I am running into a problem which has thrown me for a loop (no pun intended). I was trying to illustrate how overloaded operators can enhance the readability of code quite a bit. In order to do so, I wrote a simple class called 'cow' (no special meaning). When I compile the code on a Mac, it compiles cleanly and executes as expected.
The exact same code compiled on a Linux box (Ubuntu) also compiles cleanly, but executed with an incorrect result.

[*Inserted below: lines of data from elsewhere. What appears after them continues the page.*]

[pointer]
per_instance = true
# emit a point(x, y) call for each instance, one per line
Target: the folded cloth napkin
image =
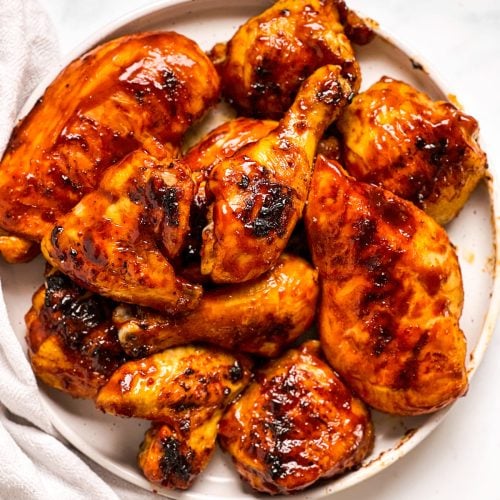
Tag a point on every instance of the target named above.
point(35, 463)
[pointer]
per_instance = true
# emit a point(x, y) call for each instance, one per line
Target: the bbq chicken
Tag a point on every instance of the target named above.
point(173, 455)
point(268, 58)
point(221, 143)
point(73, 345)
point(391, 293)
point(184, 391)
point(117, 239)
point(296, 423)
point(427, 152)
point(260, 317)
point(259, 192)
point(140, 91)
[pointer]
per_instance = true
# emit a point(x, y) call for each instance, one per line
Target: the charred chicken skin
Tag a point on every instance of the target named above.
point(138, 91)
point(184, 391)
point(73, 345)
point(259, 193)
point(268, 58)
point(259, 317)
point(173, 455)
point(219, 144)
point(186, 383)
point(296, 423)
point(391, 293)
point(427, 152)
point(116, 240)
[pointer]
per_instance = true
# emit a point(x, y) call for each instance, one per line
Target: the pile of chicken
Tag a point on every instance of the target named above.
point(172, 276)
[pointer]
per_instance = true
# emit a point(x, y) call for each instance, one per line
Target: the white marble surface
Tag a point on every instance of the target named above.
point(461, 39)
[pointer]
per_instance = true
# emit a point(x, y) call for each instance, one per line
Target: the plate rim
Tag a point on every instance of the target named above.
point(385, 459)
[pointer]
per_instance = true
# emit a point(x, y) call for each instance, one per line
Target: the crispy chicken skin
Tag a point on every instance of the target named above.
point(268, 58)
point(259, 317)
point(186, 383)
point(391, 293)
point(296, 423)
point(395, 136)
point(138, 91)
point(73, 345)
point(184, 391)
point(116, 240)
point(15, 249)
point(221, 143)
point(259, 192)
point(173, 455)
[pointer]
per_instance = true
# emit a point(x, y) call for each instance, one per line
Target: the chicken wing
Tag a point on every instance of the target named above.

Somewhere, I must be missing something obvious, but I'm not seeing it.
Here is the code:
#include <iostream>
#include <sstream>
using namespace std;
class cow {
public:
cow();
cow(int i);
int add(int a);
int add(string str);
int get() const;
private:
int i;
};
cow::cow() {
i = 0;
}
cow::cow(int j) {
i = j;
}
int cow::add(string str) {
stringstream s;
int num;
s << str;
s >> num;
return i += num;
}
int cow::add(int a) {
return i += a;
}
int cow::get() const {
return i;
}
int main() {
cow i(15);
cout << i.get() << " : " << i.add(15) << " : " << i.add("-15.0");
return 0;
}
Compiling (g++ -Wall -o cow cow.cpp
) yields no warnings and no errors and creates an executable.
Executing the program on the Linux box yields:
$ ./cow
15 : 15 : 0
Executing the program on a Mac yields:
$ ./cow
15 : 30 : 15
The C++ compiler on the Mac is:
$ g++ --version
Configured with: --prefix=/Library/Developer/CommandLineTools/usr --with-gxx-include-dir=/usr/include/c++/4.2.1
Apple LLVM version 9.0.0 (clang-900.0.38)
Target: x86_64-apple-darwin16.7.0
Thread model: posix
InstalledDir: /Library/Developer/CommandLineTools/usr/bin
The C++ compiler on the Linux box is:
$ g++ --version
g++ (Ubuntu 5.4.0-6ubuntu1~16.04.5) 5.4.0 20160609
Copyright (C) 2015 Free Software Foundation, Inc.
This is free software; see the source for copying conditions. There is NO
warranty; not even for MERCHANTABILITY or FITNESS FOR A PARTICULAR PURPOSE.
Any suggestions as to what is causing this behavior is appreciated, as are ways to fix it on the Linux box!